3.  HOW MIGHT AN EU STRATEGY COMPLEMENT AND ADD VALUE TO THE STRATEGIES OF MEMBER STATES AND THE ACTIVITIES OF THE WORLD HEALTH ORGANISATION AND OTHER INTERNATIONAL BODIES?

  3.1 Unlike most other pertinent international agencies, such as the World Health Organisation or the International Labour Organisation, the EU has the advantage of having jurisdiction across many different sectors; this multi-sectoral involvement is essential to any mental health strategy. It has already taken actions that promoting good mental health as well as addressing social exclusion and discrimination through a number of different Directorates. An EU Strategy could also help to improve co-ordination of actions and communication within the European Commission.

  3.2 There have been some very positive development in national policies for mental health and well-being in Europe, as for instance in Scotland, where mental health policy enjoys a high profile. But there has been little development and/or implementation of modern mental health policies in some EU Member States, as well as in Candidate and neighbouring countries. A higher profile for mental health at an EU level, coupled with monitoring arrangements on the state of mental health, issues of social exclusion and discrimination, as well as on service provision, might act as a catalyst to promote an appropriate level of attention to mental health in these countries.

  3.3 The development of community based services to help shift the balance of care away from a predominance of institutional care is expensive. Community services must be in place before institutions can be phased out. Raised visibility and a strategy for mental health might encourage Member States whose resources are more limited to apply for European Structural Funds for mental health reforms. A good example of this might be seen in Greece, where international concerns about institutional care in the 1980s, and subsequent access to EU funds, have acted as a catalyst for ongoing system reform.
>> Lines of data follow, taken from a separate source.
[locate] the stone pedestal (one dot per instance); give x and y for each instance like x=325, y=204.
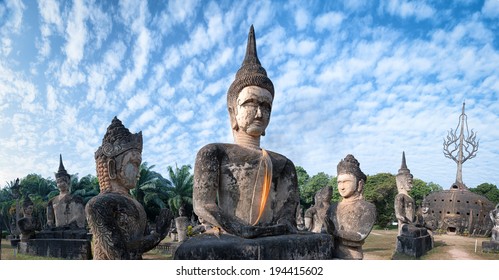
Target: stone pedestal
x=490, y=247
x=414, y=241
x=303, y=246
x=65, y=244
  3.4 It is clear that many actions remain the responsibility of individual Member States. The EU strategy might however through the open method of co-ordination, facilitate a process, by which Member States can if they so choose, come together to work on common goals related to mental health that go beyond the competence of the EU.
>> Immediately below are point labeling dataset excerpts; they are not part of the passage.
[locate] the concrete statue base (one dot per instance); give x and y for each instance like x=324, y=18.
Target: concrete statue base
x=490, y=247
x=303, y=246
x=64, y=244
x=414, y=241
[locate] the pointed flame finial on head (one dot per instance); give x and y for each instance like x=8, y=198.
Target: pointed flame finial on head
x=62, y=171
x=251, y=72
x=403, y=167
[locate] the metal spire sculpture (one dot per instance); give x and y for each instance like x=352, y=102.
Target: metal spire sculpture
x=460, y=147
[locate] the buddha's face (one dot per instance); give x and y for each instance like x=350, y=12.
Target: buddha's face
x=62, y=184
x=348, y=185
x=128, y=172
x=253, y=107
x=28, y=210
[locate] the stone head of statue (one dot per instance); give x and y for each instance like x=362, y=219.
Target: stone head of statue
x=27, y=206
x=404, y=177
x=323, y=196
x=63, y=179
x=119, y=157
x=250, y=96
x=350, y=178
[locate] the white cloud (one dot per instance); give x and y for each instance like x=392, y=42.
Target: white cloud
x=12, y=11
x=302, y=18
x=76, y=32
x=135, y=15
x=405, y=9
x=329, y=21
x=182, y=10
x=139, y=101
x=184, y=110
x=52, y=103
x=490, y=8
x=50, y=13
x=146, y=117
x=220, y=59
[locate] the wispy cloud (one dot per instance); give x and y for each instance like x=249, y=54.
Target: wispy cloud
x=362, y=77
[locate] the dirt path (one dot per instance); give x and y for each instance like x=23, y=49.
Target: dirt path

  On behalf of all four editors of the book—Dated: 5 June 2006.

  David McDaid, Research Fellow, PSSRU, LSE Health & Social Care & European Observatory on Health Systems & Policies, London School of Economics & Political Science.

  Professor Martin Knapp, PSSRU, & Co-Director, LSE Health & Social Care, London School of Economics & Political Science & Centre for the Economics of Mental Health, Institute of Psychiatry, King's College, London.

  Professor Graham Thornicroft, Head of Health Services Research Department, Institute of Psychiatry, King's College, London.

  Professor Elias Mossialos, Co-Director, LSE Health and Social Care and & European Observatory on Health Systems & Policies, London School of Economics & Political Science.